Here are all the linguists with 20+ tweets (go follow them if you haven’t already).
Over in the MLA, there were 1,024 different people using the #mla13 tag. Here are the ones that had 50+, go follow them, too.
How to do this yourself
Initially, I just grabbed the LSA tweets by going to Twitter’s web search, searching for “All” (not Top) and then copying and pasting. That’s a kind of dumb way to do things but I didn’t mind. But that doesn’t work for all the bazillions of MLA tweets. So I used the TwitteR package for R.
- Open R
- Install packages that you need (TwitteR, ROAuth, digest, bitops, RCurl, rjson)
- Load the packages mentioned above, e.g., “library(twitteR)”
- Now, you can use OAuth to get some fancier capabilities. That’s going to involve going to Twitter and registering as a Developer. I ran into a dumb certificate problem, so I ended up not doing that. That’s why for the MLA I don’t have “all” the data. But since this is just meant to be a quick project, I decided to let it be.
- Now we start the actual searching through the Twitter API.

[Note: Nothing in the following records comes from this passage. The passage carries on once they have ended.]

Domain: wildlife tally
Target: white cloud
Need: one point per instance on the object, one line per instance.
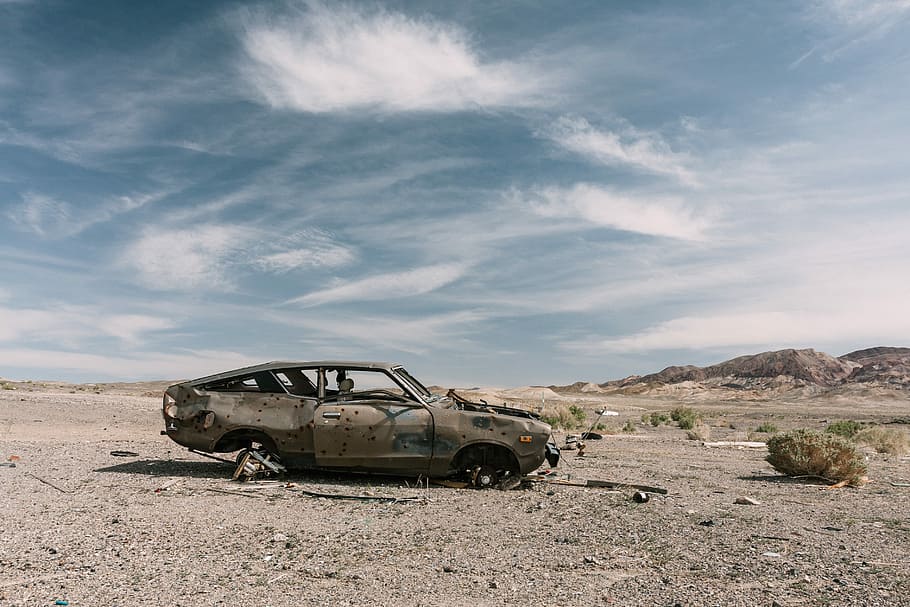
(52, 218)
(71, 324)
(182, 364)
(306, 249)
(866, 12)
(655, 217)
(335, 57)
(631, 148)
(415, 335)
(41, 214)
(387, 286)
(186, 259)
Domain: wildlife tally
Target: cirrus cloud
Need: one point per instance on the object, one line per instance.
(333, 58)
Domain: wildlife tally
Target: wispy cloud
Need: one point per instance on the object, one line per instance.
(628, 148)
(309, 249)
(72, 324)
(392, 285)
(325, 58)
(652, 216)
(179, 364)
(185, 259)
(53, 218)
(419, 335)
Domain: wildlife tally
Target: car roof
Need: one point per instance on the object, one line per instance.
(284, 364)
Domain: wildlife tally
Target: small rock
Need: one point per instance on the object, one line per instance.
(747, 501)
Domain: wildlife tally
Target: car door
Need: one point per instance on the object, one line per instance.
(373, 434)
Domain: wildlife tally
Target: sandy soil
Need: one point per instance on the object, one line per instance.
(167, 527)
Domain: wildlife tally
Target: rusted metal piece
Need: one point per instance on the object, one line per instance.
(537, 478)
(365, 417)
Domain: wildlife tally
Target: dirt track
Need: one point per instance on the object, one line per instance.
(103, 535)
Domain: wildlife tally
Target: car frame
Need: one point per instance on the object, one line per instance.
(399, 428)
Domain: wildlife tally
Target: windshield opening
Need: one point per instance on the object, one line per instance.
(418, 387)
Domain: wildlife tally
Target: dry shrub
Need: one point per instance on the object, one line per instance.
(700, 431)
(812, 453)
(563, 417)
(894, 441)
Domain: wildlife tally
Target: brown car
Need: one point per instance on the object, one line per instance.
(357, 416)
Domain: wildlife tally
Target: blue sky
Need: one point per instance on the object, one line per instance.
(492, 193)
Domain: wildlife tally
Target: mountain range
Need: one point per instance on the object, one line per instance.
(780, 370)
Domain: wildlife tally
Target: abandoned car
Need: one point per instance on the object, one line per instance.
(356, 416)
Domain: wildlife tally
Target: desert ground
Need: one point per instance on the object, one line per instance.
(168, 527)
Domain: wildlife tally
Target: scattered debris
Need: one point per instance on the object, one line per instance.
(362, 498)
(747, 501)
(167, 485)
(257, 462)
(48, 483)
(737, 444)
(214, 457)
(595, 483)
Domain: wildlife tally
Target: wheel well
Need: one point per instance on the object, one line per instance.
(244, 439)
(486, 454)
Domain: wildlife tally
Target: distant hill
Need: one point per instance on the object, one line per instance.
(781, 370)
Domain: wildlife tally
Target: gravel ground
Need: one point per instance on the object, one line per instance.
(106, 533)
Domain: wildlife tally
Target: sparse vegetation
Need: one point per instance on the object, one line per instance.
(685, 417)
(845, 427)
(821, 454)
(578, 413)
(699, 431)
(564, 418)
(656, 418)
(893, 441)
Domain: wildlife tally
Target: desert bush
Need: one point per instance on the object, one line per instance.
(766, 428)
(578, 413)
(563, 417)
(812, 453)
(656, 419)
(699, 431)
(685, 417)
(845, 427)
(894, 441)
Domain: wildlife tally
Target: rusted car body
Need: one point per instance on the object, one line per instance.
(357, 416)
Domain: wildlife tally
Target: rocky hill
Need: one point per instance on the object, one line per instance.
(778, 371)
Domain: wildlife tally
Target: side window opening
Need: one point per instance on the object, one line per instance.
(258, 382)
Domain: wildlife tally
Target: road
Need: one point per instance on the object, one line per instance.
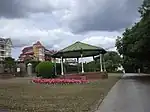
(130, 94)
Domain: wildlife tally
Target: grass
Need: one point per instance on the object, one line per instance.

mlaJan2to3<-searchTwitter("#mla13", n=1580, since="2013-01-02", until="2013-01-03"
Do this for each date (the LSA data is small enough that you don’t have to specify an “until” date and you can still get everything).
Now you want to turn this into a “data frame” so it’s easier to deal with.
And do this for each one.
Now combine them
mla<-rbind(mla1, mla2, mla3, mla4, mla5)
And write it as a table. If you like Excel, it’ll be easiest if you use some sort of separator like “|”, which I do here. Regardless, there will be some clean-up you’re going to have to do.
(Personally, I’d create one file for all the MLA stuff and one file for all the LSA stuff.)